Treating spinal cord injuries at the cellular level

Treating spinal cord injuries at the cellular level

August 2017

Supported by a new $800,000 National Science Foundation grant, Florida State University College of Medicine Professor Yi Ren is studying the immune response to spinal cord injuries and how cellular functions contribute to paralysis and organ dysfunction.

While instant paralysis is an obvious point of fear in spinal cord injuries, a great deal of the damage actually takes place after the initial trauma.

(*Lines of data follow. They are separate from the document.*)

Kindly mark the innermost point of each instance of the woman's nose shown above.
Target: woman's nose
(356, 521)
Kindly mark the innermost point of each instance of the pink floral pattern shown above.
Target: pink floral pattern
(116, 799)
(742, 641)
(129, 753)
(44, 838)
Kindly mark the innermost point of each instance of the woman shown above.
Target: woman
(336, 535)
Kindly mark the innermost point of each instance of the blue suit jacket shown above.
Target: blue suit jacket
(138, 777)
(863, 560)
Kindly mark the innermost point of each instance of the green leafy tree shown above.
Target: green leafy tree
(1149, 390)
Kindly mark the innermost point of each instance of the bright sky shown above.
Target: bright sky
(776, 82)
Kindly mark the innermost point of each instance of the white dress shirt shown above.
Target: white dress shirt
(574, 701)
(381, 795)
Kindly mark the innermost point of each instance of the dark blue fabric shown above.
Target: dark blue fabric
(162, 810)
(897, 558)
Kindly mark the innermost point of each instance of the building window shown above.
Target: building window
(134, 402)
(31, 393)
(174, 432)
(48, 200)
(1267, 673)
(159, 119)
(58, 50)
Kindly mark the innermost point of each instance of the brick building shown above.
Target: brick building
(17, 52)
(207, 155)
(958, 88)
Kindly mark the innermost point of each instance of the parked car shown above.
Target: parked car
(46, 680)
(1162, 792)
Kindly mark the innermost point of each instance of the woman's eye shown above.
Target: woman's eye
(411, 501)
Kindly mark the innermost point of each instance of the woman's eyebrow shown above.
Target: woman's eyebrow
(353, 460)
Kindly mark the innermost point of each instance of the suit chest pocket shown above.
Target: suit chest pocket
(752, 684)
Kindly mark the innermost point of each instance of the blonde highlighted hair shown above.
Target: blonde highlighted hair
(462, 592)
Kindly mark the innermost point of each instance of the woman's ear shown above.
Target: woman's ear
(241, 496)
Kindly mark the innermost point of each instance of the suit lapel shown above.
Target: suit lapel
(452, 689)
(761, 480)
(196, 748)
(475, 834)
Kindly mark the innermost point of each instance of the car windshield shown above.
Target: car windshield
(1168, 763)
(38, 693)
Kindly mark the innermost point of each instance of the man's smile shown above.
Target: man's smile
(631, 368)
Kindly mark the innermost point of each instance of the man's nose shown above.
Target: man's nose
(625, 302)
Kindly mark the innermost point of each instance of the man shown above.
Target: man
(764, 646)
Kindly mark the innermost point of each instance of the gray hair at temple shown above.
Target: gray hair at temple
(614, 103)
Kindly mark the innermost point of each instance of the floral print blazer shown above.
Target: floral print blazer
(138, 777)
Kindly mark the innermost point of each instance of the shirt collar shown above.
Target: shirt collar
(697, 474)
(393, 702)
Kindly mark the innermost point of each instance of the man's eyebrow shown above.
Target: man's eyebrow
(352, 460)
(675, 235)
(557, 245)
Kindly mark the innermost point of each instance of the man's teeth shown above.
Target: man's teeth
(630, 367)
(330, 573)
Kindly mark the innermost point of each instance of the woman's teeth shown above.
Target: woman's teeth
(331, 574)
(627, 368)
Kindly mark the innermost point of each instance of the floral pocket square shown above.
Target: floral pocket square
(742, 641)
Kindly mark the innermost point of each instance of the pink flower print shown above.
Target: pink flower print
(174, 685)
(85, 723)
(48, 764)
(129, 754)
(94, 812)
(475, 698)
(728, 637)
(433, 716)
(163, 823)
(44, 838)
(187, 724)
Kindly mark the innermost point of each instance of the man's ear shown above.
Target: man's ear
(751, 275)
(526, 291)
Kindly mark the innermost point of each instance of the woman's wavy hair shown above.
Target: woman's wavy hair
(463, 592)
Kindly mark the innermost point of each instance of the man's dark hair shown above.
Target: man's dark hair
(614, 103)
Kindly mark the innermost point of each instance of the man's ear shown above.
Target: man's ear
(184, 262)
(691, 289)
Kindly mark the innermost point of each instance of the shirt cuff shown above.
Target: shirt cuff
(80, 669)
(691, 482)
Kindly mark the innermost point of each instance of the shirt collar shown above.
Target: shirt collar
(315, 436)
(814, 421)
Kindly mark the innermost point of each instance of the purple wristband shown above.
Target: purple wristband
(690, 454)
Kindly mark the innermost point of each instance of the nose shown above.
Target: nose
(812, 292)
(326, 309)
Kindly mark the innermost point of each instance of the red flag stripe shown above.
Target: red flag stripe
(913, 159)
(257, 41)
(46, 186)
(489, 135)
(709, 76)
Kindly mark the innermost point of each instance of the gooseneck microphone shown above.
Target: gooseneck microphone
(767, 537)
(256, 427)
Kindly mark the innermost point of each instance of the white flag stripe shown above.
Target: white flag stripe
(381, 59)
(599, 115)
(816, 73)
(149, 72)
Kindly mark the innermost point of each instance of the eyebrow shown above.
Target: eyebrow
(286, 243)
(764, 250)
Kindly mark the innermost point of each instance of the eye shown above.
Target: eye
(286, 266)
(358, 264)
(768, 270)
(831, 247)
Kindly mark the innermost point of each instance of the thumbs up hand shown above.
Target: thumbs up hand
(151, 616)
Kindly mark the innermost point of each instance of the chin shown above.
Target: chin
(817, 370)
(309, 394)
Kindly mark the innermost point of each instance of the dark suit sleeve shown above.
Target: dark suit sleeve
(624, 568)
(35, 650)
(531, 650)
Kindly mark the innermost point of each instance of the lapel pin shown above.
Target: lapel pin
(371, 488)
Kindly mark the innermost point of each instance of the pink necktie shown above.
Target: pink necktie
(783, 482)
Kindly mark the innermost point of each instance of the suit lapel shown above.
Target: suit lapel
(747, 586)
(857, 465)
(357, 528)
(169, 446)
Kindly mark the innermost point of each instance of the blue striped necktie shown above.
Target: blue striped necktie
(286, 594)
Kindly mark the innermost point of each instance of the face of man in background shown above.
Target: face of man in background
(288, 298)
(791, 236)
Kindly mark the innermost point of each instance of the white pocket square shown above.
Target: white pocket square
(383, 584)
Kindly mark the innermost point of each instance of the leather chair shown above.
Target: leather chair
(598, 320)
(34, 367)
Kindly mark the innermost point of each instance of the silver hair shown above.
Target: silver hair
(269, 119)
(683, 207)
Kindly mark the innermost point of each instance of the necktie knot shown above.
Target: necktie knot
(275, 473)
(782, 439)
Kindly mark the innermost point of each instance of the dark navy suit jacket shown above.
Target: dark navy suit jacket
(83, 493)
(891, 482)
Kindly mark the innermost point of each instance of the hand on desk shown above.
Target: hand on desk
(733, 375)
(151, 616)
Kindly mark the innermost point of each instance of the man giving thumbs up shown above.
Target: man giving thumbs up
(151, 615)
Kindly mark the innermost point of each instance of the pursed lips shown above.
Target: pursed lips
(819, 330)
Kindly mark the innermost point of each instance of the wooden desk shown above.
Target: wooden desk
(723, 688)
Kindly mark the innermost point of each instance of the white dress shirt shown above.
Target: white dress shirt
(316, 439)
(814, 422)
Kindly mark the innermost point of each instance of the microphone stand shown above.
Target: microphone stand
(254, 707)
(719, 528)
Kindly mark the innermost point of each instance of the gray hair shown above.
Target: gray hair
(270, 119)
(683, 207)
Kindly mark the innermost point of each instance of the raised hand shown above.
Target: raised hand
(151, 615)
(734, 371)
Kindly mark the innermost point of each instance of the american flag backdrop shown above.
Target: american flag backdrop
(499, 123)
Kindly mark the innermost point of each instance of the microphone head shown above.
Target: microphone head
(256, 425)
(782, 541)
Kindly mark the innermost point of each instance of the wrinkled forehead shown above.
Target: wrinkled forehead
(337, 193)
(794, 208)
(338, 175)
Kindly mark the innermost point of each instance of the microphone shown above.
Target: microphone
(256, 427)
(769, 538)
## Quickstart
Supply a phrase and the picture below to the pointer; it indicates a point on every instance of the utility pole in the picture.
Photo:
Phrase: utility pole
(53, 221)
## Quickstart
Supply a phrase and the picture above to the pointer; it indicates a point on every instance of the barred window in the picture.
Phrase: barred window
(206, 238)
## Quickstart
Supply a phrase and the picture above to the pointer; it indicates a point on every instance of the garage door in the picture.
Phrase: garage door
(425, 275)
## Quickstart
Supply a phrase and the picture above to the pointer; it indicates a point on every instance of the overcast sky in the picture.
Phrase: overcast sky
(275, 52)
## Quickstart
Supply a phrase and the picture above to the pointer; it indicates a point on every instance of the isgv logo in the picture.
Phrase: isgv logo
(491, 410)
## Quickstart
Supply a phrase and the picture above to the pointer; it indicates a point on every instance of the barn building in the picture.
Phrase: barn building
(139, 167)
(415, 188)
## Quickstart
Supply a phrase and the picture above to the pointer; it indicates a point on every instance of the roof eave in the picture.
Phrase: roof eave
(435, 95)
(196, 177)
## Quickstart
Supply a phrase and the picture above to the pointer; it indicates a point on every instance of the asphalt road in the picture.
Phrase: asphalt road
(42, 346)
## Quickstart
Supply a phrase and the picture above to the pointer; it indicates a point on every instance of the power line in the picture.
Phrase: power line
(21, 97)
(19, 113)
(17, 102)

“Most of the research being done by scientists who focus on spinal cord injuries is about trying to prevent the secondary injury from happening,” said Ren, a biomedical scientist and immunologist who is the project’s principal investigator.

During a severe spinal cord injury, the myelin sheath that protects nerves and axons – the central nervous system’s primary transmission lines – shatters into tiny pieces. As part of the body’s immune response to such an injury, damaged tissue in the area soon is filled with macrophages, white blood cells that ingest foreign material.

The macrophages’ job is to act as scavengers and clear myelin debris from the injury site to promote regeneration. Macrophages remain in the injured area for months or even years, which is not necessarily a good thing.

By absorbing debris, macrophages help to prevent inflammation and stimulate tissue healing. However, once the debris is consumed, the macrophages convert from “healing” cells to harmful “killer” cells, destroying axons and amplifying inflammation at the injury site.

Ren’s four-year study funded by the NSF grant aims to better understand the underlying mechanisms in this process.

“After eating the myelin debris, the ‘killer’ macrophages secrete a lot of inflammatory substances and molecules that participate in tissue damage,” said Ren. “We think this is one of the reasons for secondary injury, so now we’d like to target it. We want to study the myelin-laden macrophages’ molecular pattern and find out what roles they play in the pathological process in a spinal cord injury.”

The work will produce an extraordinary amount of data that Ren and her collaborators will use to develop a new statistical method of analysis. She hopes with the acquired data her team will be able to find cellular and molecular clues to target local and systemic inflammation that can result from spinal cord injuries.